“That’s like suicide. That’s a sin.”
“For you. You’re Catholic. You have that whole resurrection of the body thing and the life everlasting, choirboy,” Dash said. “Not that I don’t find that appealing. I’d love to die and then come back. Conquering death should be the alternate goal if dying is the common one. I’d love to be a messiah. It would suit me. Now, come on, let’s have a smoke.”
* * *
In school, they went into the janitor’s closet -- a deep broom closet that had stacks of Playboys beneath a pile of cleaning supplies. The closet stank of Comet and bleach and oil.
“Just shut off the lights.”
“Why?”
“Just shut ‘em off.”
“Okay.”
Off went the lights.
“Listen,” Dash said.
“To what?”
“Just listen.
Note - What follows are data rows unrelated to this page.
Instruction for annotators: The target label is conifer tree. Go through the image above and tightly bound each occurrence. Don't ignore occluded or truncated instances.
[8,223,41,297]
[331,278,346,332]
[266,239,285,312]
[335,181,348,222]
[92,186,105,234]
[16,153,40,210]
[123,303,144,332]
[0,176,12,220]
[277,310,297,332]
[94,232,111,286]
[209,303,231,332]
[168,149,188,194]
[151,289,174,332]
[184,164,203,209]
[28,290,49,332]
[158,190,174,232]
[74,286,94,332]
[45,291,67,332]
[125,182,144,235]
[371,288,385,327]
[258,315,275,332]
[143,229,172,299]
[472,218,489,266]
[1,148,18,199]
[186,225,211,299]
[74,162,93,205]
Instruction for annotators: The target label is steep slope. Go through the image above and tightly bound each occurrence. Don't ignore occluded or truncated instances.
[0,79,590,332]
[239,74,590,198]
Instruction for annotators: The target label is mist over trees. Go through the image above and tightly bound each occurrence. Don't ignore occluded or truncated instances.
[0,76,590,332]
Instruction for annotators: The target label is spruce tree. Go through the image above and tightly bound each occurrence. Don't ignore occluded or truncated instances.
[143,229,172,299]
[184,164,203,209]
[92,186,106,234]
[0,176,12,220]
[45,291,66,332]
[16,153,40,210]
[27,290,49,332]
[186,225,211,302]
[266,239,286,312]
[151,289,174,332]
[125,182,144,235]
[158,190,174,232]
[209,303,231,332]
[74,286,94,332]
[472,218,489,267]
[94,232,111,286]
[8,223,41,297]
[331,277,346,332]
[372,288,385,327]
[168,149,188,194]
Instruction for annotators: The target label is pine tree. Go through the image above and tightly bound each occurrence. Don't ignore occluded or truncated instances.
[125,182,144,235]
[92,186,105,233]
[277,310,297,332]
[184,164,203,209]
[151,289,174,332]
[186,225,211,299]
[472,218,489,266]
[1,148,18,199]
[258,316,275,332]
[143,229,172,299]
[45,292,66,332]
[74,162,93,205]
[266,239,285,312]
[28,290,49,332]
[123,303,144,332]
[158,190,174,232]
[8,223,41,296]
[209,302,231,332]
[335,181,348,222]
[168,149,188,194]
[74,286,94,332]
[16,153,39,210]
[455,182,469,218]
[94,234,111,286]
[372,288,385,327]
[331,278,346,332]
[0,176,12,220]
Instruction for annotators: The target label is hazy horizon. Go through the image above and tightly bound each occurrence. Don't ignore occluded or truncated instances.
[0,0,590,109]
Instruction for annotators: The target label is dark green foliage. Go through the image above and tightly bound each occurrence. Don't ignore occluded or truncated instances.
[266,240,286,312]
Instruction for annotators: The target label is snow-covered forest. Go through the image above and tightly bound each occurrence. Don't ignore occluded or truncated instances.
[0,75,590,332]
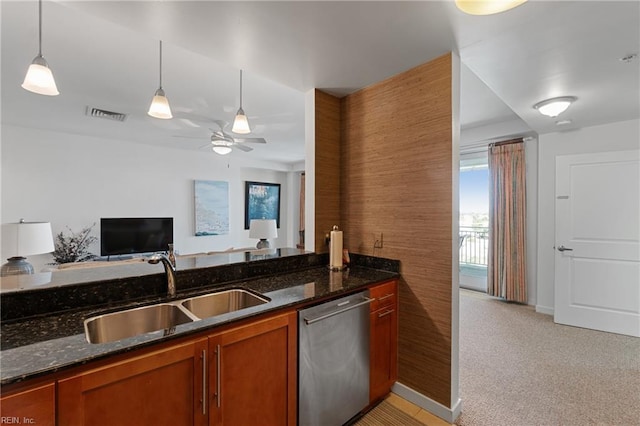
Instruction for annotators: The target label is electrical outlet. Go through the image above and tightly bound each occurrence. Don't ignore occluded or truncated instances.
[373,232,384,248]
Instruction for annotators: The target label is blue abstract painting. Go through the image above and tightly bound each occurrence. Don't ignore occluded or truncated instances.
[244,182,280,229]
[195,180,229,237]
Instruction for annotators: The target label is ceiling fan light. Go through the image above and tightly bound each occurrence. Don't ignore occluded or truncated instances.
[148,88,173,120]
[22,55,60,96]
[213,146,231,155]
[456,0,527,15]
[533,96,577,117]
[231,108,251,135]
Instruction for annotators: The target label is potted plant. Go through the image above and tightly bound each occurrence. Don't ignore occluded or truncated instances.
[53,223,98,265]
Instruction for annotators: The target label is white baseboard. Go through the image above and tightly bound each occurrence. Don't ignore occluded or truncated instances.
[536,305,553,316]
[391,382,462,423]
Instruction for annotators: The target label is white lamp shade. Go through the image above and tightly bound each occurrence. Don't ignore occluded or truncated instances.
[148,88,173,120]
[231,108,251,135]
[249,219,278,240]
[22,56,60,96]
[2,222,55,258]
[456,0,527,15]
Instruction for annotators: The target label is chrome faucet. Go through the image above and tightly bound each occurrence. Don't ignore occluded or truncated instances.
[148,253,176,298]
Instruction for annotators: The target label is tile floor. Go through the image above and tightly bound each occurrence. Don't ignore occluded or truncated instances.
[387,393,451,426]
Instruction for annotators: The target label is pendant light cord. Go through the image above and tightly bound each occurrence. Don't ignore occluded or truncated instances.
[158,40,162,89]
[38,0,42,56]
[240,70,242,109]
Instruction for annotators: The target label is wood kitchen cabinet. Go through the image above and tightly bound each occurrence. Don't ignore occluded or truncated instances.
[369,280,398,403]
[58,338,207,426]
[209,312,297,426]
[0,383,56,426]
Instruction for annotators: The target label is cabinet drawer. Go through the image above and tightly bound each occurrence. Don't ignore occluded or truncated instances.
[369,280,398,312]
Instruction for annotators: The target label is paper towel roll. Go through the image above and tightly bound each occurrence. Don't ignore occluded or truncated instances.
[329,226,342,269]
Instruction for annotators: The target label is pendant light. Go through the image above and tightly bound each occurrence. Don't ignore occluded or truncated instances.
[22,0,60,96]
[231,70,251,135]
[147,40,173,120]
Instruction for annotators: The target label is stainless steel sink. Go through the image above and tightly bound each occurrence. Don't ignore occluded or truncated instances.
[84,303,194,343]
[84,289,269,343]
[181,289,269,318]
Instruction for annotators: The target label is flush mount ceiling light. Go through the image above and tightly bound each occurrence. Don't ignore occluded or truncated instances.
[231,70,251,135]
[213,146,231,155]
[456,0,527,15]
[22,0,60,96]
[147,40,173,120]
[533,96,577,117]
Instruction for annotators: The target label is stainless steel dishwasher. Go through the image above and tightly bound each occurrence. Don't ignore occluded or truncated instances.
[298,290,373,426]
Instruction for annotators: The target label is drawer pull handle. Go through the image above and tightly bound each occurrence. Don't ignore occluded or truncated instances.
[378,309,396,318]
[202,350,207,415]
[216,345,222,408]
Hear my breathing? Now?”
Mark mumbled something about bad breath.
“See? This is the Nowhere,” Dash said.
“This definitely is nowhere.”
“The Nowhere. It’s a different place than when the lights are on,” Dash said. “Different rules apply. Hell, there are no rules. With the light on, it’s all rules and regulations and laws and order. But with the dark, it’s a different world. When you’re dead, you’re in the dark.”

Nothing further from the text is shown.